About Mariana Llanos: Mariana Llanos is a Lead Research Fellow at the German Institute for Global and Area Studies (GIGA) and holds an extraordinary professorship in Democratic Institutions in the Global South at the University of Erfurt. She previously served as Head of GIGA’s Research Program “Accountability and Participation” (2015–2022) and was co-Director of the GIGA Institute of Latin American Studies (ad interim, 2023–2025).

She earned her D.Phil in Politics from the University of Oxford and has published extensively on Latin American comparative political institutions, presidentialism, judicial politics, and executive–legislative relations. Her most recent research focuses on court-president relations and the personalization of political power. She is the recipient of two APSA awards for her work on comparative politics and executive institutions.

Dr. Radek Buben & Doc. Karel Kouba, Faculty of Arts, Charles University, ERA-AREAS project

Presentation: Variations of Democratic Decline in Central America

Central America has long been a hard place for liberal democracy. Unsurprisingly, in recent years, it has become an even more troublesome region for this type of bargained system, based on pragmatic political competition and mutual acceptance of democratic rules. What is surprising, however, is that the regional pattern diverges in important ways from the dominant global trend, in which illiberalism and autocratization are typically driven by elected leaders and power-hungry incumbents.
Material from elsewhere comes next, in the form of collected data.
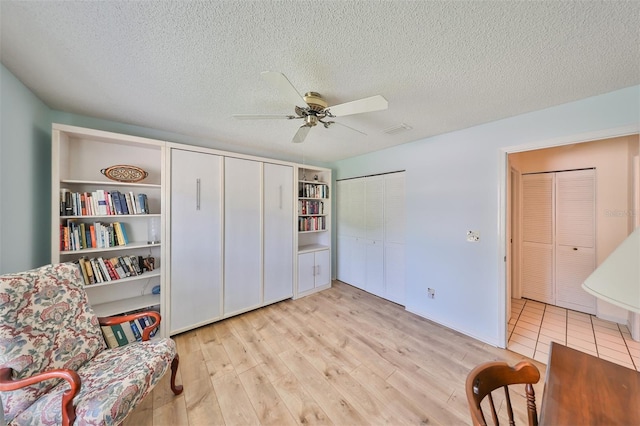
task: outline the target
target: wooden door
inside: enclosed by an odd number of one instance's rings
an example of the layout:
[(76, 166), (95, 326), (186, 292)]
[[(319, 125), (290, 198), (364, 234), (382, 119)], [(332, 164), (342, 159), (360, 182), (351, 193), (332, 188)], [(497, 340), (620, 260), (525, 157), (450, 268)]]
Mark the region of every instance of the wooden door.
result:
[(171, 151), (170, 330), (222, 315), (222, 157)]
[(304, 293), (315, 287), (316, 263), (314, 253), (298, 255), (298, 293)]
[(293, 168), (264, 164), (263, 303), (293, 296)]
[(522, 296), (555, 304), (553, 173), (522, 176)]
[(405, 304), (405, 172), (384, 177), (385, 298)]
[(262, 163), (224, 161), (224, 315), (262, 302)]

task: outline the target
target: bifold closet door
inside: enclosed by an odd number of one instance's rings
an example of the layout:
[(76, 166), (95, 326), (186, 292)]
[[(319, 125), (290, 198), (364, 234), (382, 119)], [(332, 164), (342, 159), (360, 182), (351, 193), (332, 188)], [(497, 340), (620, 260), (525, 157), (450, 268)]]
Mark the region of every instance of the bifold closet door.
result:
[(385, 297), (405, 304), (404, 236), (405, 172), (384, 177), (384, 276)]
[(264, 163), (264, 300), (293, 296), (293, 167)]
[(170, 329), (222, 315), (222, 157), (171, 151)]
[(596, 313), (582, 283), (596, 267), (595, 170), (556, 173), (556, 305)]
[(262, 163), (224, 159), (224, 315), (262, 298)]
[(522, 176), (522, 297), (555, 304), (553, 173)]

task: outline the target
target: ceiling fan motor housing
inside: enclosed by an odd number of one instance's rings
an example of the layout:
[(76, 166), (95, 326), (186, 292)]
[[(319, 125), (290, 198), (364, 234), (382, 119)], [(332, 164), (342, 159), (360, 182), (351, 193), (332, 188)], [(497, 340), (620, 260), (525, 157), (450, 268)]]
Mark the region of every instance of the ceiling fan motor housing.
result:
[(318, 92), (307, 92), (304, 94), (304, 101), (309, 105), (309, 109), (315, 112), (324, 111), (329, 104), (322, 99), (322, 95)]

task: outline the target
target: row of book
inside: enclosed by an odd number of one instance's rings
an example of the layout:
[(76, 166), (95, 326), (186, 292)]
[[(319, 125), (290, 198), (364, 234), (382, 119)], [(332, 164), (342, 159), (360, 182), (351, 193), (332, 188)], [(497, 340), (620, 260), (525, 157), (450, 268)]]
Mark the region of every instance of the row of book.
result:
[(316, 200), (298, 200), (298, 214), (324, 214), (324, 203)]
[(298, 197), (329, 198), (329, 186), (324, 183), (299, 183)]
[(299, 217), (298, 231), (323, 231), (326, 228), (325, 216)]
[(76, 219), (60, 224), (60, 250), (75, 251), (87, 248), (109, 248), (129, 244), (123, 223), (84, 223)]
[(80, 266), (84, 285), (99, 284), (137, 276), (144, 272), (142, 256), (114, 256), (112, 258), (81, 257), (75, 263)]
[[(141, 341), (142, 331), (151, 325), (153, 325), (153, 323), (150, 317), (141, 317), (133, 321), (123, 322), (122, 324), (103, 325), (101, 328), (107, 346), (109, 346), (109, 348), (116, 348), (132, 342)], [(150, 337), (155, 336), (157, 332), (158, 327), (151, 332)]]
[(60, 189), (61, 216), (111, 216), (148, 214), (149, 200), (146, 194), (105, 191), (71, 192)]

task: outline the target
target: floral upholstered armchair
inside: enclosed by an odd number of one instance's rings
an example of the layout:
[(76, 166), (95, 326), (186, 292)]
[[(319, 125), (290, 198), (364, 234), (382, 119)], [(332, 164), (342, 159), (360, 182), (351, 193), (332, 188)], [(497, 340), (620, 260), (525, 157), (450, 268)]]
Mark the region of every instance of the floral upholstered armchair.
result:
[[(73, 263), (0, 276), (0, 396), (9, 425), (119, 425), (178, 355), (149, 340), (156, 312), (97, 318)], [(143, 341), (108, 349), (101, 325), (148, 316)]]

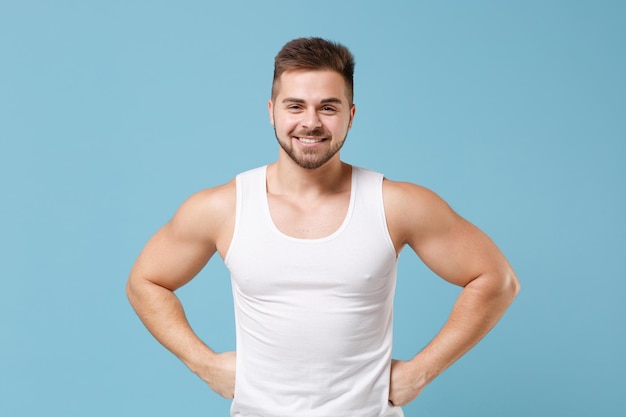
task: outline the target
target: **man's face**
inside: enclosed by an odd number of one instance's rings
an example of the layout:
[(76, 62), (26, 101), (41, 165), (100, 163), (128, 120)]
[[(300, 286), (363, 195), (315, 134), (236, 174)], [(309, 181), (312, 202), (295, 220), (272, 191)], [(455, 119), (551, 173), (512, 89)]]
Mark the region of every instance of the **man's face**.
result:
[(287, 71), (278, 83), (268, 109), (281, 152), (306, 169), (338, 158), (355, 113), (343, 77), (329, 70)]

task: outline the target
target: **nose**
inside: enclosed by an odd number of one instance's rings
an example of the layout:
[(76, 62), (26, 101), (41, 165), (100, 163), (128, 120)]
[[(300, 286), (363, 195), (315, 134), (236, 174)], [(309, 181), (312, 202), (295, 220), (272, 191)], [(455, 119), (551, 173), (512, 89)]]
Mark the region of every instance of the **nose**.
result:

The presentation traces the trajectories of four Central American countries and reveals four distinct paths toward illiberalism, democratic erosion, and full autocratization. In Honduras and Guatemala, democratic erosion was triggered by electoral losers’ refusal to accept the legitimacy of winners, with supposedly independent state actors – such as the judiciary and the military – playing a decisive role. In El Salvador, democratic erosion stemmed primarily from the collapse of opposition parties rather than from government aggrandizement alone. Only in Nicaragua’s sultanistic endgame was the incumbent fully in control of dismantling the democratic bargain, launching brutal attacks first on democratic institutions and later on political opponents.

About Karel Kouba: Karel Kouba is an Associate Professor of Political Science at the Center for Ibero-American Studies, Faculty of Arts, Charles University in Prague. He holds an M.A. from Miami University (2006) and a Ph.D. from Palacký University in Olomouc (2011). Karel’s research centers on comparative politics of Latin America and Central Europe, with a particular focus on the origins and effects of political institutions – especially electoral rules. He also studies unconventional forms of political behavior, such as election boycotts or invalid voting. His broader concern is the health of democracy. He has examined the collapse of democracy in Nicaragua, democratic stability in Latin America, the challenges to democracy in Central Europe and the trade-offs involved in sustaining robust local democracy. He was a visiting scholar at several universities around the world, including the position of Fernand Braudel Fellow at the European University Institute in Florence, Italy. His work has appeared in leading political science journals including Government and Opposition, European Political Science Review, Democratization, and Electoral Studies, as well as in area studies journals such as Latin American Politics and Society, Journal of Politics in Latin America and East European Politics and Societies.

About Radek Buben: PhDr. Radek Buben, Ph.D. is Head of the Center for Ibero-American Studies at the Faculty of Arts, Charles University, where he also teaches and supervises master’s and doctoral theses. His research focuses on contemporary Latin American history, the transformation of political regimes in the region, and the history of political science. He has completed several research stays in Latin America and spent a year as a Visiting Research Fellow at Queen Mary University of London. He is currently involved in two major projects: ERA-AREAS, aimed at strengthening area studies at the Faculty of Arts, Charles University, and the CoRe project.